Directeur général du centre hospitalier régional universitaire (CHRU) de Lille depuis 2014, Jean-Olivier Arnaud a été nommé directeur général de l’Assistance publique-Hôpitaux de Marseille (AP-HM). Il remplace Catherine Geindre, à la tête de l’AP-HM depuis deux ans. Titulaire d’un DEA d’économie de la santé et ancien élève de l’École des hautes études en santé publique (EHESP), Jean-Olivier Arnaud a commencé sa carrière comme directeur adjoint du centre hospitalier de Béziers (Hérault), de 1983 à 1987, avant d’exercer les mêmes fonctions au centre hospitalier de Privas (Ardèche) pendant dix ans (1987-1997). En 1998, Jean-Olivier Arnaud rejoint les Hospices civils de Lyon (HCL) comme directeur adjoint chargé des grandes opérations immobilières et du projet d’établissement puis, l’année suivante, il est nommé à la direction du centre hospitalier de Cannes (Alpes-Maritimes), des fonctions qu’il a occupées jusqu’en 2007. Il devient alors directeur général du centre hospitalier universitaire (CHU) de Nîmes, où il évolue jusqu’en 2014, date à laquelle il a rejoint le CHRU de Lille. Par ailleurs, Jean-Olivier Arnaud est le président du groupement de coopération sanitaire (GCS) de l’Union des hôpitaux pour les achats (Uniha) et de la commission des achats et de la logistique de la conférence des directeurs généraux de CHU.

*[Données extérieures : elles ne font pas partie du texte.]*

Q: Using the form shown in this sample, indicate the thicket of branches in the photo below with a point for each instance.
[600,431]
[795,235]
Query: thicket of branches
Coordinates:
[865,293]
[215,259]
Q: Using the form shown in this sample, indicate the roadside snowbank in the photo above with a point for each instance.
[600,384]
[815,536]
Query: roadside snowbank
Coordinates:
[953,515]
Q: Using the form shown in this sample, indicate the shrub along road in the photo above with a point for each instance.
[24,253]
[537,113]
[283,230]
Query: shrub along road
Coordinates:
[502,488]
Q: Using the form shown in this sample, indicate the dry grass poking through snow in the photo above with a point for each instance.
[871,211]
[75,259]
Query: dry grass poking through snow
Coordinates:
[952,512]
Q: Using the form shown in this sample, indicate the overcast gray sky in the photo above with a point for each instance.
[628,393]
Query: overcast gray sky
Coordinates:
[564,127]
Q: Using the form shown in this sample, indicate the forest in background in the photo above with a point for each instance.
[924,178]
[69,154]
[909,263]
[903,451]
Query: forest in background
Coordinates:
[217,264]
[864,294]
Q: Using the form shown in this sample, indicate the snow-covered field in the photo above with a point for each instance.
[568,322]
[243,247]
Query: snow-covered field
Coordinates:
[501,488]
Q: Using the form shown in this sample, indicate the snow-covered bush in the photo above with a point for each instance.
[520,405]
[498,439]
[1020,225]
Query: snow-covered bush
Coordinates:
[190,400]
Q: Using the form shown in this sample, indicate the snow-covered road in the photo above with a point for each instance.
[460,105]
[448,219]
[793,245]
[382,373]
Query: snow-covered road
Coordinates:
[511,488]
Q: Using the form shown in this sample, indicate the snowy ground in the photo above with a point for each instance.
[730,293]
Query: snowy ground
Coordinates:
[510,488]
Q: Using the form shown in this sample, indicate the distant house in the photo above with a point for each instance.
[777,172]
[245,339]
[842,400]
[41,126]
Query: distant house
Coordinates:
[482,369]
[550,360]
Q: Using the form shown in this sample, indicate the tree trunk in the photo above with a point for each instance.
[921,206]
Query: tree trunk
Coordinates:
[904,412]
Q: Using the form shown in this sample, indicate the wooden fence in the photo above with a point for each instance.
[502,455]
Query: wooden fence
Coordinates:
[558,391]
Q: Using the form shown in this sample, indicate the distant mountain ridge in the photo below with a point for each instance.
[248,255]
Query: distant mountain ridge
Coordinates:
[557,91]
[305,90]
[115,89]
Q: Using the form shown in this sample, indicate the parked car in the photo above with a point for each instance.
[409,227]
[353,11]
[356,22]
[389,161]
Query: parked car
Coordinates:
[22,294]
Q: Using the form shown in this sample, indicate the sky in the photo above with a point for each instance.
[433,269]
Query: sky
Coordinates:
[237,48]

20/04/2017 | NOMINATION FRANCE

Valérie Gervais nommée dans un corps d’inspection

Chargée de mission auprès des ministères sociaux – notamment en charge de l’état des lieux relatif au traitement de la question des travailleurs migrants et de l’appui au projet de regroupement des groupements d’intérêt public (GIP) “Agence française de l’adoption” et “Enfance en danger” – depuis avril 2016, Valérie Gervais, administratrice civile, a été nommée inspectrice en service extraordinaire, auprès de l’inspection générale des Affaires sociales (Igas). Corps d’inspection du secteur social, l’Igas contrôle, audite et évalue des structures sur les questions relatives à la mise en œuvre des politiques publiques des affaires sociales (santé, protection sociale, prévoyance, emploi et formation professionnelle). L’Igas est placée sous l’autorité des ministères des Affaires sociales et du Travail. Conseillère “affaires sociales” à l’ambassade de France en Italie de 2013 à 2016, Valérie Gervais était secrétaire générale de l’association Force ouvrière consommateurs entre 2006 et 2013. Auparavant, cette ancienne élève de l’École nationale supérieure des postes et télécommunications (ENSPTT) a débuté comme responsable “équipe bureautique” à la direction régionale de France Télécom d’Île-de-France (1985-1988), avant d’exercer comme responsable du contrôle de gestion de la délégation “Ouest” à La Poste, jusqu’en 1994. Directrice de cabinet du directeur délégué de La Poste d’Île-de-France en 1994-1995, Valérie Gervais devient ensuite la responsable de la mission “Développement des ressources humaines” à la direction des affaires européennes et internationales de La Poste pendant deux ans (1995-1997). En 1997, elle entre en cabinet ministériel et officie en tant que cheffe de cabinet du secrétaire d’État chargé du Commerce extérieur Jacques Dondoux. De retour au sein du groupe La Poste en 1999, Valérie Gervais est nommée directrice des affaires générales à la direction du Val-de-Marne, où elle évolue jusqu’en 2001, puis elle prend les fonctions de responsable du département “Finances, prospective et performances” à la direction des services financiers du réseau grand public, toujours au sein du même groupe, jusqu’en 2004. L’année suivante, elle était la directrice du contrôle de gestion de La Poste (2005-2006).